Acabamos de vivir un ejemplo lúgubre con el juicio a los involucrados en el asesinato de la adolescente Émely Peguero y su hijo. Si nos ha quedado claro, como es evidente, la existencia de una firme “conciencia de grupo”, siempre alerta y diligente en la defensa de los intereses de las personas a ellos vinculadas.

Un sistema de justicia mediatizado, débil, con escaso crédito, es lo conveniente para mantener el actual “estado de cosas”. Por eso, la aprobación del nuevo Código Procesal Penal ha sido pospuesta e ignorada. Y con razón se ha denominado el que rige como “el código de los delincuentes”.

Evidencia de esta situación son los cientos de casos de asesinatos y desapariciones que reposan en nuestros tribunales y archivos policiales por años y años, al igual que miles de querellas sobre violaciones, agresiones, atracos y crímenes de toda naturaleza, muchos de ellos en verdad horrorosos.

El ciudadano común se sabe indefenso ante una autoridad que no le hace caso y cuya suerte le es absolutamente indiferente.
El mensaje es claro: a quienes se concedió la potestad de orientar y dirigir los destinos nacionales siguen una agenda que poco o nada tiene que ver con los intereses que no sean los que ellos defienden o protegen.

Son muchas las voces que han expresado su alarma ante conductas, actitudes y decisiones que nos arrastran al abismo. Las advertencias han caído en el vacío.

El país se encuentra suspendido en una cuerda floja que, con un soplo de brisa, puede deslizarse hacia el abismo de las crisis y la ingobernabilidad que estremecen a naciones como Puerto Rico, Venezuela, Nicaragua y México.

Deuda externa creciente e irrefrenable, un nivel de criminalidad intolerable, postración, debilidad o complicidad de las autoridades fundamentales ante los insaciables poderes económicos, tolerancia frente a la corrupción de propios y ajenos, mayúsculo desorden administrativo, una presencia gris y vacilante de la oposición, y un pueblo cada vez más desesperado y violento ante los abusos inconcebibles de que es objeto.

Ubi Rivas, un testigo de estos tiempos, manifiesta, en un artículo publicado en el “Hoy” su desasosiego ante el irrespeto y la ausencia de solemnidad generalizados ante el desempeño de muchas instituciones de tradición.
“El país va por un mal sendero, sin que se avizore variación alguna que controle los peligroso derroteros disolventes de los poderes nodales”, nos dice.

En una crónica de Suhelis Tejero Puntes se informa que “el financiamiento externo para 2019 será de tres mil 48 millones de dólares que se obtendrán con emisión de bonos en los mercados internacionales y de la banca comercial”.

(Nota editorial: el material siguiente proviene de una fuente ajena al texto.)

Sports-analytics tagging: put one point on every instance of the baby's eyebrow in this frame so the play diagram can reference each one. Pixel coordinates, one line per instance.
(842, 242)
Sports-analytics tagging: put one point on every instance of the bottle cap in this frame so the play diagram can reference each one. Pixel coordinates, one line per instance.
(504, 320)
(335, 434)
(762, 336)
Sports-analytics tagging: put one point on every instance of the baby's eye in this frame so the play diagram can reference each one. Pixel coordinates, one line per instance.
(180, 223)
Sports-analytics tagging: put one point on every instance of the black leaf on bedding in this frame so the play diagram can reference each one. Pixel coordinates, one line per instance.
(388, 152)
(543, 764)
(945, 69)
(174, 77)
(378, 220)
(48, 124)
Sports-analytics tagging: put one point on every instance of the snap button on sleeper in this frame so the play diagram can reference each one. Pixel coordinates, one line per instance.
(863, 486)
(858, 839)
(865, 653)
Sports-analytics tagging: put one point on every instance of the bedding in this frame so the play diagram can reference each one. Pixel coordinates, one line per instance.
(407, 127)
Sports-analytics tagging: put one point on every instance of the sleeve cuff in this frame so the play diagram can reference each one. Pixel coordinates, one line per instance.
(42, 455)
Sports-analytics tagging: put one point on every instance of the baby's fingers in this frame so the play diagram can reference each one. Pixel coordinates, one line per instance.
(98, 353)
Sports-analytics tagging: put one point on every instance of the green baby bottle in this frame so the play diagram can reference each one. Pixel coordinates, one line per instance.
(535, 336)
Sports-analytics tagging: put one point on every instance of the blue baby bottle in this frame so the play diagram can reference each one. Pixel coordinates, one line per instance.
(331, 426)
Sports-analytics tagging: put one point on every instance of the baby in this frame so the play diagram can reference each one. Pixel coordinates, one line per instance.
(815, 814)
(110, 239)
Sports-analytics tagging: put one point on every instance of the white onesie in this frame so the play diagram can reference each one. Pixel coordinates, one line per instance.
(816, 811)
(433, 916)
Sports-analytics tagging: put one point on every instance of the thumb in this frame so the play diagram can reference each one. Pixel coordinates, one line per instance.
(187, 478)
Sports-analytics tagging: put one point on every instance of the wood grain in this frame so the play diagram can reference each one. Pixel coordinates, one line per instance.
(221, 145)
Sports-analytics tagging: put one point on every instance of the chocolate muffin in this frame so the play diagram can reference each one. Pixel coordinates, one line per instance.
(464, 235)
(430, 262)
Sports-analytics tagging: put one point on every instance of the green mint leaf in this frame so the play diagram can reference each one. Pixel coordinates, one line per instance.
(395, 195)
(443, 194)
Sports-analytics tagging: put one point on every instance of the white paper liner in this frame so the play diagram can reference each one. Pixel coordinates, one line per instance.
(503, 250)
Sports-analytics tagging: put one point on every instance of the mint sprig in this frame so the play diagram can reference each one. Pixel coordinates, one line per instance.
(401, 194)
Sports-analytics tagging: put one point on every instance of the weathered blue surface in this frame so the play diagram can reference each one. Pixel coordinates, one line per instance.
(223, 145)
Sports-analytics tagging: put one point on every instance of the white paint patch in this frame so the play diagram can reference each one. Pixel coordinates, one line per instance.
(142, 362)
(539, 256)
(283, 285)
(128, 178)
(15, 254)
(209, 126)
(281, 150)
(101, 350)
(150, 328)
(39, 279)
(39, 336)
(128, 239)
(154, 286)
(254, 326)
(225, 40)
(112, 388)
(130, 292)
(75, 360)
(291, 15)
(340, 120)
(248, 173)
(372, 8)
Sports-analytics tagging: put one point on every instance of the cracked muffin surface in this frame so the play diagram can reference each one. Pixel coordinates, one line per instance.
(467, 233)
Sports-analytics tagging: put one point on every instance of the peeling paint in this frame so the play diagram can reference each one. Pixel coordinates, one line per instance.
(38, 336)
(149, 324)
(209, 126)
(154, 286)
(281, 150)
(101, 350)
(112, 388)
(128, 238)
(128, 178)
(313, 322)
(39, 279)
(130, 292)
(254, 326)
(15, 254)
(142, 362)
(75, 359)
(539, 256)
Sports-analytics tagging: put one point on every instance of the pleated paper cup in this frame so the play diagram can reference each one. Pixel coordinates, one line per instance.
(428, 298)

El Banco Interamericano de Desarrollo (BID), a su vez, se queja de los elevadísimos sueldos de los funcionarios públicos. Mientras, se incrementan las muertes maternas por infecciones, hipertensión, trastornos cardíacos, anemia falciforme, diabetes, malaria, tuberculosis, afecciones hepáticas y renales.

¿Hay, entonces, alguna esperanza en el horizonte? Respondamos mirándonos al espejo.